Thermotransport in liquid alloys is difficult to measure experimentally because of the high temperatures often required and the need to avoid convection effects. The group at Newcastle is computational. The group collaborates with an experimental group at the Institute of Materials Physics in Space headed by Prof. Andreas Meyer in Cologne in Germany.
The group also has theoretical and computational collaborations with Prof. William Yi Wang at Northwestern Polytechnical University in Xi’an in China and Prof. Zi-Kui Liu at Pennsylvania State University in the US.

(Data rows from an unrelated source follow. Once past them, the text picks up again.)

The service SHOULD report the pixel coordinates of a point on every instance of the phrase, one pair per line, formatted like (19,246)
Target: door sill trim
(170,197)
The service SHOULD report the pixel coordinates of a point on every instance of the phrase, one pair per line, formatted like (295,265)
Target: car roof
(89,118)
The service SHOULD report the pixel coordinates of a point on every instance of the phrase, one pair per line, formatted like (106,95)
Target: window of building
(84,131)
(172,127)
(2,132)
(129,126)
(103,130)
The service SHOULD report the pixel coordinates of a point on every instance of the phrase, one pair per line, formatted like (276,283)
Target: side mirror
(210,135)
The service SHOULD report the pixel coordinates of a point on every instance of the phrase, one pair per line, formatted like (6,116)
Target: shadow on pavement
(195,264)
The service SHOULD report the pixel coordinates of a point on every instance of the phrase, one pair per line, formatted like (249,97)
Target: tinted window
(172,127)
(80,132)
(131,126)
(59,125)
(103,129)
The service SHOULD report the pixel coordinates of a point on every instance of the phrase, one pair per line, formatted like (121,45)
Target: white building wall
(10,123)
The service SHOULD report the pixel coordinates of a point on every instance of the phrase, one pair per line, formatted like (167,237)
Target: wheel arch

We plan to develop our approach to address thermotransport in multicomponent liquid alloys including high entropy alloys. This will require a major extension of the application of the Onsager theory of irreversible thermodynamics as well as developing new ab initio molecular dynamics techniques in order to undertake the computer calculations. Apart from metallic systems, we will also address thermotransport in high mobility ionic solid state systems. This includes doped ceria and zirconia systems where the anion mobility is very high but the cation mobility is low. Thermotransport here refers to heat carried by the anions as well as the two types of cation. Thermotransport associated with the slow diffusion of the cations (and indirectly the fast diffusion of the anions) can lead to slow cation segregation during in-service temperature excursions. Calculation of the thermal conductivity of these ionic systems which includes the thermotransport contributions of the anions and the thermal transport coming from the phonons and at different temperatures and compositions is also very welcome.
A.R. Allnatt and A.B. Lidiard, Atomic Transport in Solids (Cambridge University Press, Cambridge, 1993) pp 184-191.

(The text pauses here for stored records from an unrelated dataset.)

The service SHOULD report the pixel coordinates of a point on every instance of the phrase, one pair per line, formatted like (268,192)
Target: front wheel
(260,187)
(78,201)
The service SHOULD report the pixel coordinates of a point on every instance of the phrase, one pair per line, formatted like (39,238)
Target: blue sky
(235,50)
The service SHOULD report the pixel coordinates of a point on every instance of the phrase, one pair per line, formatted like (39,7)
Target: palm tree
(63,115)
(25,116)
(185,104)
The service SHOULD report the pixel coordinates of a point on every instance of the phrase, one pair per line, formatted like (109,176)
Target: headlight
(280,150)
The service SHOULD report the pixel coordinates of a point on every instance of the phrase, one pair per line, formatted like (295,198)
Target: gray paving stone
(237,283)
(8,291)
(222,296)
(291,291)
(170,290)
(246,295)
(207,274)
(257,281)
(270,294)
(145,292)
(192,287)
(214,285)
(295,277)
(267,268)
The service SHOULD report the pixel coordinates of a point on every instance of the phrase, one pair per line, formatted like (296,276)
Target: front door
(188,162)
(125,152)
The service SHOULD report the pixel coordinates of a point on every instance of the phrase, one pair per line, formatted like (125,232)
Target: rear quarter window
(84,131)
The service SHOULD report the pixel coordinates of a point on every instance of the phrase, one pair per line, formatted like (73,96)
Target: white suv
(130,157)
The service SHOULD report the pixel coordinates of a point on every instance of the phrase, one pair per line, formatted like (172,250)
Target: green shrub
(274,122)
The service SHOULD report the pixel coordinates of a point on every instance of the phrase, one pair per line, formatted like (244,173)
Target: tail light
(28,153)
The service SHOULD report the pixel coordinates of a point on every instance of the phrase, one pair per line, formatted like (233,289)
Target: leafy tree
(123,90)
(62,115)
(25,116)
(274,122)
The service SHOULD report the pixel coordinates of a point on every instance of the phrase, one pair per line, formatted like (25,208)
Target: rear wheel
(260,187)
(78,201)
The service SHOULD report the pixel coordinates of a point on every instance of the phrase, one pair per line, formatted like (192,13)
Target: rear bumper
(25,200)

A. Lodding, Thermotransport in Monoatomic and Ionic Liquids, in Isotope Effects in Chemical Processes, ed. W. Spindel, Advances in Chemistry, 1969, vol 89, ch 13 pp 264-274.
M. Eslamian, F. Sabzi and M.Z. Saghir, Phys. Chem. Chem. Phys., 12, 13835 (2010).
Belova IV, Ahmed T, Sarder U, Yi Wang W, Kozubski R, Liu ZK, Holland-Moritz D, Meyer A, Murch GE, Comp. Mat. Sci. 166:124-135 (2019).
Sarder U, Ahmed T, Wang WY, Kozubski R, Liu ZK, Belova IV, Murch GE, Phil. Mag. 99(4):468-491 (2019).
A. Meyer, F. Kargl, Int. Jpn. Soc. Microgravity Appl. 2013, 30, 30.
A V Evteev, E V Levchenko, L Momenzadeh, Y.H. Sohn, I V Belova and G E Murch, Phil. Mag., 2015.